Relier corps, souffle et système nerveux
Plus généralement, par des asanas doux et progressifs, le yoga aide à relâcher les tensions musculaires et à rééquilibrer la posture, soulageant ainsi de nombreuses douleurs mécaniques (notamment dorsales). La respiration consciente et la méditation convoquent le système nerveux parasympathique, celui qui favorise la détente et la récupération. De fait, cette disponibilité retrouvée nous aide à ne pas anticiper par peur, à calmer cette hypervigilance qui entretient souvent la douleur. Et enfin, un mental plus clair affine notre perception des signes avant-coureurs et favorise l’action à la réaction. Quelle libération !
Effet nocebo et réalité présente : ce que le yoga change
Des études confirment que le yoga peut améliorer la qualité de vie de personnes souffrant de lombalgies chroniques, d’arthrose, de fibromyalgie ou encore de migraines. Les bénéfices viennent autant des mouvements adaptés que de l’attention portée à soi : le simple fait de respirer profondément et de relâcher les tensions module le ressenti.
Cette clarté permet de ressentir ce qui est, et prendre les décisions adéquates. On ne « supprime » pas la douleur, mais on la rend moins envahissante en étant plus en phase avec la réalité. Miroir négatif de l’effet placebo, l’effet nocebo peut, par croyance, engendrer ou accroitre des maux. Si le sujet vous intéresse, je vous invite à prendre connaissance de l’ étude de 2022 qui en fait état.
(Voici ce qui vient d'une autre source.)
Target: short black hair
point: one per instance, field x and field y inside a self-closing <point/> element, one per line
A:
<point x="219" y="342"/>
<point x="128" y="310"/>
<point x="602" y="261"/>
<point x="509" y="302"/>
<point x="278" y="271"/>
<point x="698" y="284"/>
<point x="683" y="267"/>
Écouter la douleur, écouter la vie
Pratiquer quand la douleur s’est apaisée est l’occasion de redéfinir son rapport à l’effort. Bouger doucement, explorer ses limites avec curiosité, adapter chaque posture. Le yoga n’est pas un traitement médical, mais un complément qui s’inscrit dans une démarche globale de soin. L’accompagnement par un professeur informé, et le dialogue régulier avec son médecin, garantissent une pratique sécurisée. C’est d’ailleurs tout le propos de nos questions en début de cours.
Pourquoi ce récit ? Tout d’abord, pour inviter tous ceux qui souffrent à adopter une démarche proactive face à la douleur. Son intensité modulable et modulée développe nos « antennes internes », l’intéroception et la nociception. Le yoga ne fait pas disparaître la douleur comme par magie, mais il en change l’appréhension. D’ailleurs, le mouvement suscite la libération des endorphines connues pour leurs effets antalgiques naturels.
La douleur cesse alors d’être un ennemi à combattre, juste un signal à accueillir et qui peut avec le temps, ne plus être assourdissant. Évidemment, chaque cause et cas sont uniques. Mon parcours est très personnel. Il ne peut être reproduit sans mesurer les contraintes, les conséquences et la discipline implicites, au quotidien et à long terme.